来源: http://www.rdmamojo.com/2013/06/01/which-queue-pair-type-to-use/
When writing a new RDMA application (just like when writing a new application over sockets), one should decide which QP type he should work with.
当写一个新的RDMA应用(好比用socket写一个新应用)时,需要决定使用哪一种QP类型。
In this post, I will describe in detail the characteristics of each transport type.
在本文中,将详细描述每种传输类型的特点。
In RDMA, there are several QP types. They can be represented by : XY
在RDMA中,有好几种QP类型,可以用XY来表示。
X can be:
Reliable: There is a guarantee that messages are delivered at most once, in order and without corruption.
Unreliable: There isn't any guarantee that the messages will be delivered or about the order of the packets.
In RDMA, every packet has a CRC and corrupted packets are being dropped (for any transport type). The Reliability of a QP transport type refers to the whole message reliability.
X可以是:
可靠: 传输消息有保证,即传输消息一次完成,有序且没有脏数据。
不可靠: 消息传输没有保证或者不保证数据包是否有序到达。
在RDMA中,每一个数据包都由CRC,对任何一种传输类型来说,已经弄脏的数据包会被drop掉。 QP传输类型的可靠性指的是整条消息的可靠性。
Y can be:
Connected: one QP send/receive with exactly one QP
Unconnected: one QP send/receive with any QP
Y可以是:
连接: QP是1:1
无连接: QP是1:any
The following mechanisms are being used in RDMA:
* CRC: The CRC field which validates that packets weren't corrupted along the path.
* PSN: The Packet Serial Number makes sure that packets are being received by the order. This helps detect missing packets and packet duplications.
* Acknowledgement: (only in RC QP) Only after a message is being written successfully on the responder side, an ack packet is being sent back to the requestor. If an ack isn't being sent by the requestor, it resend the message again according to the QP's attributes. If there won't be any ack (or nack) from a QP, it will report that there is an error (retry exceeded).
If there is any kind of error on the responder side (protection, resources, etc.) an ack will be sent to the requestor and it will report that there is an error.
RDMA使用了下面几种机制:
CRC: 循环冗余校验码。用于校验数据包在传输过程中是否被弄脏。
PSN: 包序列号。保证一系列数据包被接收到的时候是有序的。这有助于探测是否有丢包或者重复的包。
Acknowledgement: (仅用于RC QP)。当且仅当一条消息被成功地写入到响应方,一个ack包才会发送给请求方。如果请求方没有收到ack, 请求方就会根据QP的属性重新发送消息。如果在QP中没有收到ack或nack, 请求方就会在超过重试次数后报告一个错误。
如果响应方meiyoiu发现任何类型的错误(比如保护,资源等),一个ack包就会发送给请求方,该ack包给请求方报告一个错误。

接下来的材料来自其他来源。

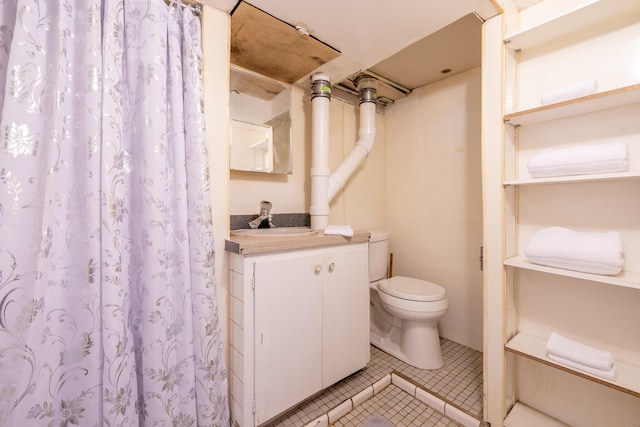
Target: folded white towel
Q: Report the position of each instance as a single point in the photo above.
(574, 90)
(580, 160)
(577, 352)
(588, 252)
(610, 374)
(340, 230)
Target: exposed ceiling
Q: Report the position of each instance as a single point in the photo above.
(409, 42)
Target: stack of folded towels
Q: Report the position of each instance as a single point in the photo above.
(582, 357)
(339, 230)
(580, 160)
(587, 252)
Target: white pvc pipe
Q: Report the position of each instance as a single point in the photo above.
(320, 170)
(325, 185)
(360, 151)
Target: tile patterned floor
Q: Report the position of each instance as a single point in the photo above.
(458, 382)
(397, 407)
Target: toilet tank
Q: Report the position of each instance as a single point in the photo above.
(378, 255)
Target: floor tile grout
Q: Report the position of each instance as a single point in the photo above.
(458, 382)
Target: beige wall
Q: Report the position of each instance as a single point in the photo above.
(360, 204)
(422, 180)
(288, 193)
(434, 201)
(215, 36)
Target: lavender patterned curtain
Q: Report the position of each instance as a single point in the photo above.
(108, 311)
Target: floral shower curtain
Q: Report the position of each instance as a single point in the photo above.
(108, 310)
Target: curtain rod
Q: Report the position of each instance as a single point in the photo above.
(196, 7)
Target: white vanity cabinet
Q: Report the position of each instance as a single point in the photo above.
(299, 323)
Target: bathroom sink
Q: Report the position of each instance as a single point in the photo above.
(274, 232)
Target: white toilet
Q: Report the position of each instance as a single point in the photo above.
(404, 311)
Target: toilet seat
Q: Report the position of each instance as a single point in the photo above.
(412, 289)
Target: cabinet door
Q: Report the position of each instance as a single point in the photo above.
(288, 333)
(345, 298)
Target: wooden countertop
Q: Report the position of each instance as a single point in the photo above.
(246, 245)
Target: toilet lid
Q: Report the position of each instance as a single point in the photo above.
(412, 289)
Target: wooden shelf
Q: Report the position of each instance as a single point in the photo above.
(534, 348)
(624, 279)
(523, 415)
(620, 97)
(618, 176)
(588, 13)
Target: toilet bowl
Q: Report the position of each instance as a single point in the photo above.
(404, 312)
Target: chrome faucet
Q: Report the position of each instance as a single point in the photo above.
(265, 215)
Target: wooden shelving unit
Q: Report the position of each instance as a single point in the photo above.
(554, 118)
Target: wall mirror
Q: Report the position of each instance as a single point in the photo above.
(260, 123)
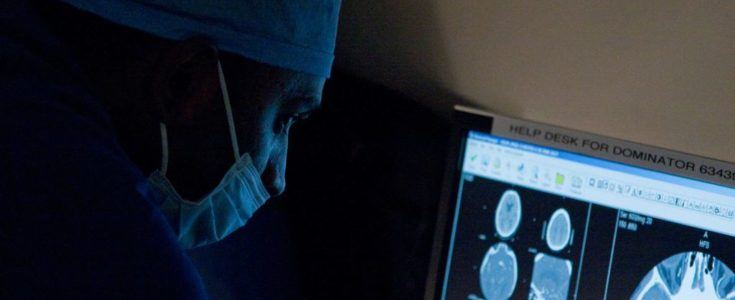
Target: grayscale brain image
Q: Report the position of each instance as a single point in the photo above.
(508, 214)
(689, 275)
(550, 278)
(498, 272)
(559, 230)
(515, 242)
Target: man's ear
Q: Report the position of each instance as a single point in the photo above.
(185, 81)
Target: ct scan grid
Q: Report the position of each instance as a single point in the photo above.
(535, 223)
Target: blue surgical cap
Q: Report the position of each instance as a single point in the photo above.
(296, 34)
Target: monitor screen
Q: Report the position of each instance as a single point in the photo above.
(534, 222)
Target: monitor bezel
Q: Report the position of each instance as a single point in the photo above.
(467, 119)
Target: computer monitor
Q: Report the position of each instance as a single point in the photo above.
(532, 211)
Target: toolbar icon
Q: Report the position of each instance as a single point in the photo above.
(559, 180)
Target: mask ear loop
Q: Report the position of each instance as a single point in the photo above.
(228, 109)
(164, 148)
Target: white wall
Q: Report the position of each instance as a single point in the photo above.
(658, 72)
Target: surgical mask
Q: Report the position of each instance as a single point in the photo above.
(226, 208)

Reliable Connected (RC) QP | 可靠连接(RC)QP
One RC QP is being connected (i.e. send and receive messages) to exactly one RC QP in a reliable way. It is guaranteed that messages are delivered from a requester to a responder at most once, in order and without corruption. The maximum supported message size is up to 2GB (this value may be lower, depends on the support RDMA device attributes). RC QP supports Send operations (w/o immediate), RDMA Write operations (w/o immediate), RDMA Read operations and Atomic operations (it depends on the RDMA device support level in atomic operations).

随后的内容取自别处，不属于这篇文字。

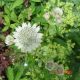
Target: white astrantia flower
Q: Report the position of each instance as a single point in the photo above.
(46, 15)
(9, 40)
(57, 12)
(27, 38)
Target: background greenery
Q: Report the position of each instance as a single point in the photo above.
(61, 42)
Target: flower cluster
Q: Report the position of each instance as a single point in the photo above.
(57, 13)
(26, 37)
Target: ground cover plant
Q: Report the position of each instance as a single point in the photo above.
(39, 39)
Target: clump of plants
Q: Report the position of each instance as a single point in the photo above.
(39, 40)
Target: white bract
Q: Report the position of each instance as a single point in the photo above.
(27, 38)
(9, 40)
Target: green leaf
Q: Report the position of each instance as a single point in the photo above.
(19, 72)
(10, 73)
(7, 20)
(36, 0)
(16, 3)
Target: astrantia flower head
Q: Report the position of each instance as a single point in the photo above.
(57, 12)
(50, 65)
(27, 38)
(59, 70)
(9, 40)
(46, 15)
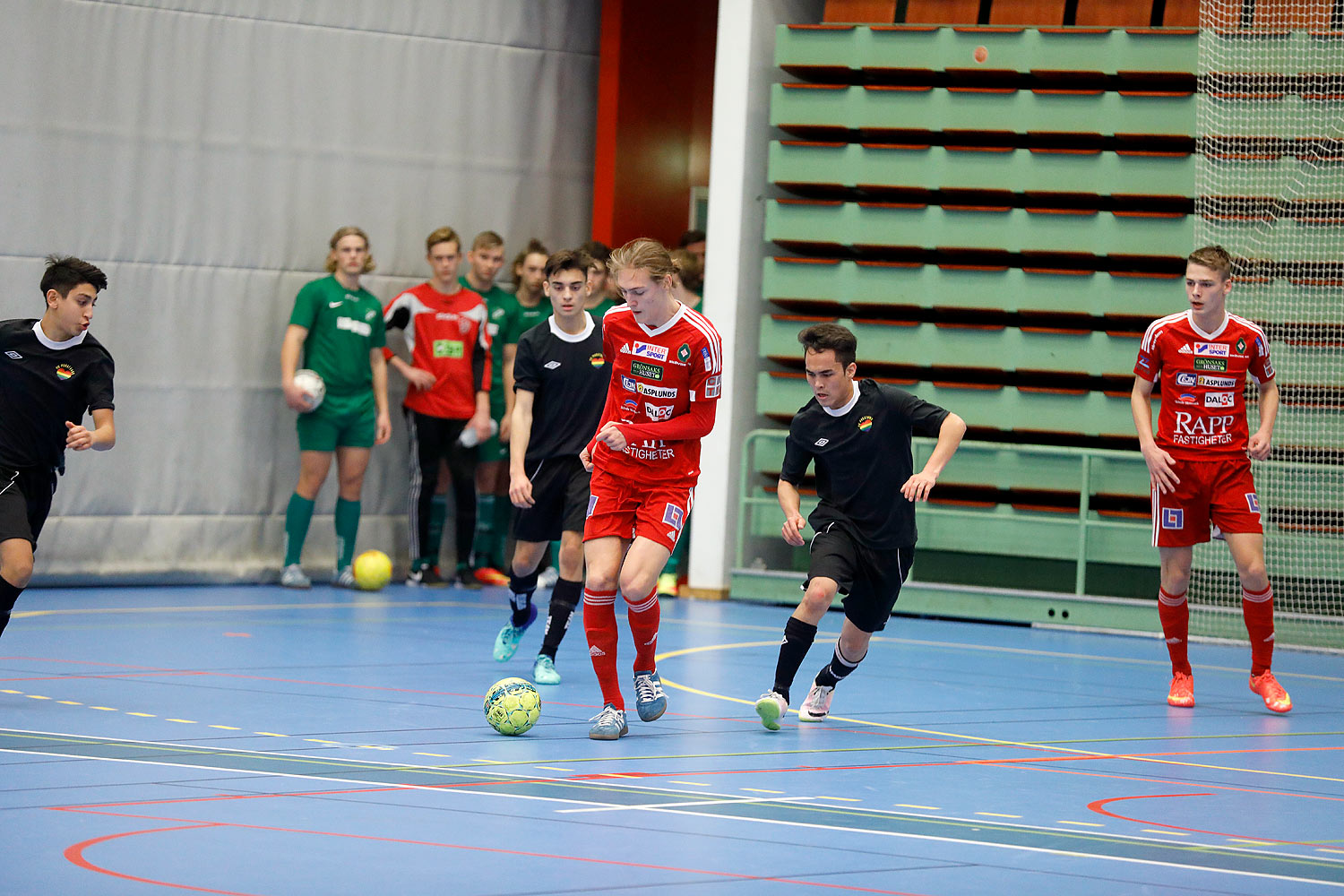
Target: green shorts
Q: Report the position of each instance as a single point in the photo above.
(340, 421)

一个RC QP是以可靠的方式准确地与另一个RC QP相连接(即发送和接收消息)。在可靠连接中,保证消息从请求方一次性地有序地传递到响应方,且数据不被弄脏。支持的最大消息长度是2GB(这个值可能更小一些,取决于所支持的RDMA设备的属性)。RC QP支持Send操作(w/o立即数), RDMA Write操作(w/o 立即数), RDMA Read操作和Atomic操作(取决于RDMA设备对原子操作的支持级别)。
If a message size is bigger than the path MTU, it is being fragmented in the side that sends the data and being reassembled in the receiver side.
如果消息长度比path MTU(最大传输单元)大, 那么消息就会被分段发送,然后接收方收到知道后重新组装。
Requester considers a message operation complete once there is an ack from the responder side that the message was read/written to its memory.
在收到响应方的ack后,请求方认为消息操作已经完成,该消息被读入/写入它的内存。
Requester considers a message operation complete once the message was read/written to its (local) memory.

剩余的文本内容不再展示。